MHP Lideri Devlet Bahçeli, konuşmasının sonuna doğru söylediği, "Umarım bu AKP'nin son bütçesi olur" sözlerine Erdoğan gülerek tepki gösterirken, Genel Kurul salonunda bazı AK Parti'li milletvekilleri ise, "olur tabi, çok beklersin" şeklinde tepkilerini gösterdiler. Bahçeli konuşmasını tamamladıktan sonra, kürsüden ayrılmadan Bakanlar Kurulu sıralarına dönerek Erdoğan'ı başıyla selamladı. Erdoğan da önce başıyla selam verdi ardından bir iki saniye de olsa Bahçeli'nin konuşmasını alkışladığı gözlendi
Bahçeli, 2011 Yılı Merkezi Bütçe Kanun Tasarısı üzerine yaptığı konuşmasına, son dönemde üniversitelerde yaşanan gelişmelere değinerek başladı.

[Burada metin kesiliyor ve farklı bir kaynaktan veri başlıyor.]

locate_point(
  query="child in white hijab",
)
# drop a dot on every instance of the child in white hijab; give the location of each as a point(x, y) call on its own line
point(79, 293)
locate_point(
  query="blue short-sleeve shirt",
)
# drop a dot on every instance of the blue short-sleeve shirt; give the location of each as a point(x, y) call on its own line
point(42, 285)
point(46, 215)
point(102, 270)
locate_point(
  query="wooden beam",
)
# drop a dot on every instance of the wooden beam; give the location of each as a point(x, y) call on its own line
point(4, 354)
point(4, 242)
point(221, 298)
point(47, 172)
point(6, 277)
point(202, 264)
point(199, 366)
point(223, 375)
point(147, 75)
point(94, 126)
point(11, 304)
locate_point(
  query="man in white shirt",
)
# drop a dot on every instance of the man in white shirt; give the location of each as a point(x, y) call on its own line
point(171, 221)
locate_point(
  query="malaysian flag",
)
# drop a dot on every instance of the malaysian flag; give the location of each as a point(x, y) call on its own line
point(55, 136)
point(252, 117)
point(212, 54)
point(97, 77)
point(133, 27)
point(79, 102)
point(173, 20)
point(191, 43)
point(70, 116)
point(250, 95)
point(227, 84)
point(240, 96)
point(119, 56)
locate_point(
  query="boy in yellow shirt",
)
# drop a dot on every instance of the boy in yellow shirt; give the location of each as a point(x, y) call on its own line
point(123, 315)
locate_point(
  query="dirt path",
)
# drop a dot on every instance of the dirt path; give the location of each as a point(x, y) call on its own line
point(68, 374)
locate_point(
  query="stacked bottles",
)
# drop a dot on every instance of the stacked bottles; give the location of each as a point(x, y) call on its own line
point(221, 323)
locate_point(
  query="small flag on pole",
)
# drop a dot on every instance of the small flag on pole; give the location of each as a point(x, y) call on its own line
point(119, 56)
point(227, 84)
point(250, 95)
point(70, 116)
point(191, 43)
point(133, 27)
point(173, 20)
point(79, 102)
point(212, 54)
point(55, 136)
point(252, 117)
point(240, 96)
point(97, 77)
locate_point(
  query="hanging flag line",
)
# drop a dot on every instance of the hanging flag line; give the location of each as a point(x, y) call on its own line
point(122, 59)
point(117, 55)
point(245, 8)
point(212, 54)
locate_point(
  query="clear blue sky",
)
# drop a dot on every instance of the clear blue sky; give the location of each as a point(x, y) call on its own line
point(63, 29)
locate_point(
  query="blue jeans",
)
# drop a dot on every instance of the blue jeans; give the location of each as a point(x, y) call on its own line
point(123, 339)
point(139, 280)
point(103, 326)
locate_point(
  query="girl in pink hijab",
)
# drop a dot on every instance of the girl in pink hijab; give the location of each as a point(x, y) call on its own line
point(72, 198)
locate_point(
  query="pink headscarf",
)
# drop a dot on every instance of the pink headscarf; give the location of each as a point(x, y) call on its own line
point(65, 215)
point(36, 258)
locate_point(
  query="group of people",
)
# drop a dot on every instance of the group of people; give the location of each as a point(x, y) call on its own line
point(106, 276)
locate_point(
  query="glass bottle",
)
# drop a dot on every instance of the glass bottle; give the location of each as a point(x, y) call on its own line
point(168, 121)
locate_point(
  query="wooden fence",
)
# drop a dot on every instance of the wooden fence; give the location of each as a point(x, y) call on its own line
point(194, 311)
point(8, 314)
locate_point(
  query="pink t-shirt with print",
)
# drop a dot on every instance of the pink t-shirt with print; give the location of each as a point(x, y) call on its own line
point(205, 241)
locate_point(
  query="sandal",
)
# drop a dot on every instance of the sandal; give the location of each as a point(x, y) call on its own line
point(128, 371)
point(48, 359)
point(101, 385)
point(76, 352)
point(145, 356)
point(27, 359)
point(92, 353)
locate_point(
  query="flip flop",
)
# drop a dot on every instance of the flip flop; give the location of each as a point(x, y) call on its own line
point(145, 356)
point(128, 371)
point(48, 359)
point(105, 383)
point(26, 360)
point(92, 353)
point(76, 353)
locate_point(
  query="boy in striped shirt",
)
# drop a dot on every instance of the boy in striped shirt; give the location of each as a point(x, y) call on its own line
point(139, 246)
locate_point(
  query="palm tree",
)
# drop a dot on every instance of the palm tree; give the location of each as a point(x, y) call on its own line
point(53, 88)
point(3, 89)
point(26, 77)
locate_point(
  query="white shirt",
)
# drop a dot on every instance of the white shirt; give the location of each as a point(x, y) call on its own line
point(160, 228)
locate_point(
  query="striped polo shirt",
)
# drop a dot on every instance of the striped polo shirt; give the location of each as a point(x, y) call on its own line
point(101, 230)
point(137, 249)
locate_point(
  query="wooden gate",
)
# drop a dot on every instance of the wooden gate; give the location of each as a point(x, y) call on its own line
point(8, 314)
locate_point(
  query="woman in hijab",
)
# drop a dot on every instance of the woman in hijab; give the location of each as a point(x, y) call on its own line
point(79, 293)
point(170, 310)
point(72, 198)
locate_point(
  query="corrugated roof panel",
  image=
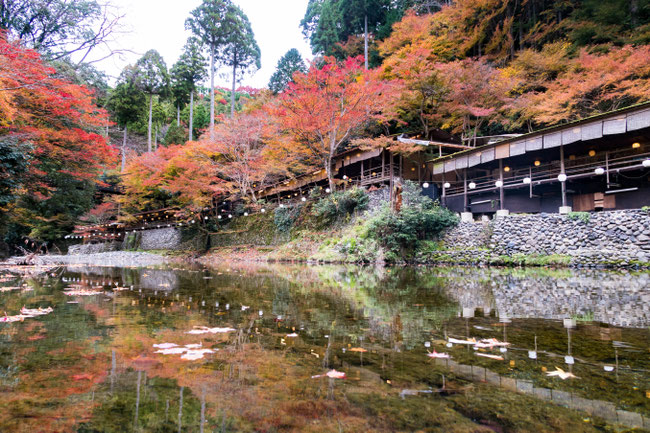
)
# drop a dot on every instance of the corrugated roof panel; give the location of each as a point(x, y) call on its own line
point(572, 135)
point(614, 126)
point(552, 140)
point(534, 144)
point(517, 148)
point(638, 120)
point(474, 159)
point(592, 131)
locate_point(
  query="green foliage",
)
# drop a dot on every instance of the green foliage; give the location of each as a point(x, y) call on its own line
point(288, 65)
point(341, 204)
point(419, 219)
point(585, 217)
point(285, 217)
point(13, 165)
point(175, 135)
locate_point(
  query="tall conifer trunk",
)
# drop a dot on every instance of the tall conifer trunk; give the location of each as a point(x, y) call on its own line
point(191, 114)
point(150, 115)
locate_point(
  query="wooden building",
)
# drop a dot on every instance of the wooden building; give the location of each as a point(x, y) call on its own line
point(602, 162)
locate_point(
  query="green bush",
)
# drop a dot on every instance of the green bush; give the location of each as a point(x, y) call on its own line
point(582, 216)
point(284, 217)
point(339, 205)
point(419, 219)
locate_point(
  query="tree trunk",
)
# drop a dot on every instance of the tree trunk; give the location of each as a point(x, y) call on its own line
point(150, 114)
point(232, 94)
point(328, 170)
point(212, 92)
point(124, 151)
point(365, 43)
point(191, 114)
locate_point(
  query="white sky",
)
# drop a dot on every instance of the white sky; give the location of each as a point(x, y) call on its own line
point(160, 25)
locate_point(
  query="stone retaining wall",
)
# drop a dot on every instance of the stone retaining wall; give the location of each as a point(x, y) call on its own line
point(596, 238)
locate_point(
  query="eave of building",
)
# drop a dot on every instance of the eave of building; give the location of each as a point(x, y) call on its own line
point(620, 121)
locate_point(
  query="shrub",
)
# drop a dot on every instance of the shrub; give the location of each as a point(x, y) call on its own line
point(340, 204)
point(419, 219)
point(284, 217)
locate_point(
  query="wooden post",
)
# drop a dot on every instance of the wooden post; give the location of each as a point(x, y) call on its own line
point(465, 204)
point(562, 172)
point(501, 192)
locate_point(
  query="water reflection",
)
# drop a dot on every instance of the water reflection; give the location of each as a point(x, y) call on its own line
point(91, 365)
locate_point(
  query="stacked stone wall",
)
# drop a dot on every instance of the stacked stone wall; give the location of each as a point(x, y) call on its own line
point(615, 237)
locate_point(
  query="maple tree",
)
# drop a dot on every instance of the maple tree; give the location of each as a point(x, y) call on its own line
point(325, 107)
point(58, 125)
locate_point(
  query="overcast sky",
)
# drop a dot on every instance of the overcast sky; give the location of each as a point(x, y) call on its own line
point(160, 25)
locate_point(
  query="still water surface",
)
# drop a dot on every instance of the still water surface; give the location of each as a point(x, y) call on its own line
point(249, 349)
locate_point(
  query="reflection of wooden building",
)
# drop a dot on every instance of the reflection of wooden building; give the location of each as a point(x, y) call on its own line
point(602, 162)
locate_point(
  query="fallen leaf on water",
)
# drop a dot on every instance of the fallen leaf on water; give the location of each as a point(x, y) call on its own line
point(562, 374)
point(332, 374)
point(487, 355)
point(435, 354)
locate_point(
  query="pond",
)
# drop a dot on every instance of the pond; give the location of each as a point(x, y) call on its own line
point(278, 348)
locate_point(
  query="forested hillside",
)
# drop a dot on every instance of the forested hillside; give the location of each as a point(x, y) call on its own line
point(168, 136)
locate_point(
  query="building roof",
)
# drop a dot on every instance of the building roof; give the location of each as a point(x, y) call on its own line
point(632, 118)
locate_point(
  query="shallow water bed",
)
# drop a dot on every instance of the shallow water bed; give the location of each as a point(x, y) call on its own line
point(327, 348)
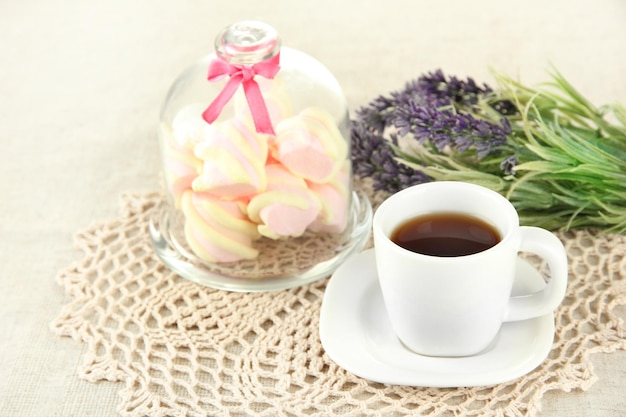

Yükseköğretim gençliği ve üniversitelerin Türk milletinin en dinamik, hassas, heyecanlı ve tahriklere açık kesimlerinin başında geldiğini belirten Bahçeli, ''Türkiye üzerinde hesap yapanların yöneleceği ve istismar etmeyi düşüneceği en önemli kaynağın üniversite gençliği olduğu yaşadığımız ve ağır bedeller ödediğimiz deneyimlerimizle ortadadır'' dedi.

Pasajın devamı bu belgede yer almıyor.